Eventually, over the course of centuries, Harappans apparently fled along an escape route to the east toward the Ganges basin, where monsoon rains remained reliable.
"We can envision that this eastern shift involved a change to more localized forms of economy — smaller communities supported by local rain-fed farming and dwindling streams," Fuller said. "This may have produced smaller surpluses, and would not have supported large cities, but would have been reliable."
This change would have spelled disaster for the cities of the Indus, which were built on the large surpluses seen during the earlier, wetter era. The dispersal of the population to the east would have meant there was no longer a concentrated workforce to support urbanism.
"Cities collapsed, but smaller agricultural communities were sustainable and flourished," Fuller said. "Many of the urban arts, such as writing, faded away, but agriculture continued and actually diversified."
I think it is a mistake to credit the collapse of civilizations to a single cause. In this case, there is also evidence of other factors including disease. In his book, Germs, Genes, & Civilization, David Clark notes that "[c]holera is thought to have origins in India and emerged onto the world stage only in the nineteenth century." (p. 72). However, it had been described by Hindu physicians as early as 400 B.C. and probably had been extant much earlier. (Id.) He theorizes that cholera may have appeared among the Indus Valley people. Clark writes:
Perhaps the major achievement of the Indus Valley culture was its water supply and drainage system. All major centers had sophisticated communal plumbing, with water supply channels and drains. Almost every house in major centers such as Mohenjo-Daro had its own baths. Drains took the dirty water to a communal underground sewage system. The Great Bath of Mahenjo-Daro was the earliest public bath in the world.
With this background, he considers the theory that changes in the rivers led to the extinction of the civilization, but notes that other civilizations have suffered and survived similar difficulties. He also notes problems with theories that the Indus Valley people were overwhelmed by Aryan invaders. Most interestingly, he notes that "life in the countryside appears to have carried on with relatively little discontinuity during the collapse of the Indus Valley cities." In other words, what would have impacted all of the cities, but not the countryside.
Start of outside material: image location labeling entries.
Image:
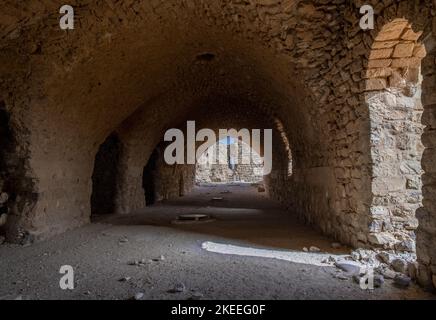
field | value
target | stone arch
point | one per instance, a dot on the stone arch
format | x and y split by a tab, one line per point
399	88
214	165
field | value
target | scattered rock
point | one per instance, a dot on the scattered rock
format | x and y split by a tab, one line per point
196	295
399	265
161	258
178	288
138	296
133	263
336	245
341	277
402	281
389	274
348	267
124	279
379	280
385	257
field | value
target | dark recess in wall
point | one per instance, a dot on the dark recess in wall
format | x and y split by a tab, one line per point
105	176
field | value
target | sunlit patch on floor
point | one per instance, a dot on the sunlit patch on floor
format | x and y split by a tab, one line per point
292	256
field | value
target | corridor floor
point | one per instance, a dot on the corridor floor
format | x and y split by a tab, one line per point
119	256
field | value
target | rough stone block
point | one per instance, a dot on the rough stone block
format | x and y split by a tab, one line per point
382	63
375	84
406	62
404	50
380	54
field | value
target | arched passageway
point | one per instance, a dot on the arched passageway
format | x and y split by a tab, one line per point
105	176
344	106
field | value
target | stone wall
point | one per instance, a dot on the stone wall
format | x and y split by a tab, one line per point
306	63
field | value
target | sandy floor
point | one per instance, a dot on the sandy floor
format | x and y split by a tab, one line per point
100	254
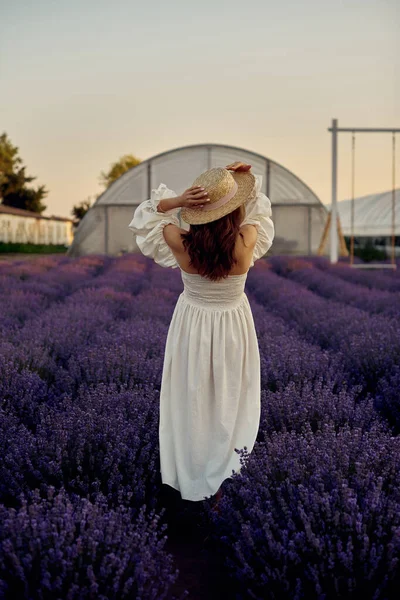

Having discounted these other factors, Clark moves to his thesis: that it is the advanced water and sewage systems that led to the downfall of the Indus Valley culture. He relates that "[t]he latest archeological levels of Harappa and Mohenjo-Daro revealed large numbers of unburied skeletons" but which lacked signs of violence, such as warfare. The suggestion, then, is that they died of an epidemic. Specifically, he notes that the rims of the public wells were usually within a few inches of the ground, and the drainage system was only buried a foot to two feet underground. Blockages or flooding of the drainage system would have resulted in contamination of the drinking water supply. Moreover, access covers and other evidence shows that blockages were relatively common.
Today we might wonder how they got away with this for a thousand years. The answer seems to be that highly virulent waterborne diseases had not yet evolved when the Indus Valley cities were first built. As we have already discussed, most virulent epidemic infections have emerged only in the last few thousand years. ... To put it rather unkindly, the evolution of cholera could well be the legacy of the Indus Valley culture. Cholera is perhaps the most likely agent, especially because it was known in India from early times. But because more than a thousand years passed between the fall of the Indus Valley culture and the earliest convincing descriptions of cholera, other diarrheal diseases, caused by related enteric bacteria such as Shigella or Salmonella, might have been the cause.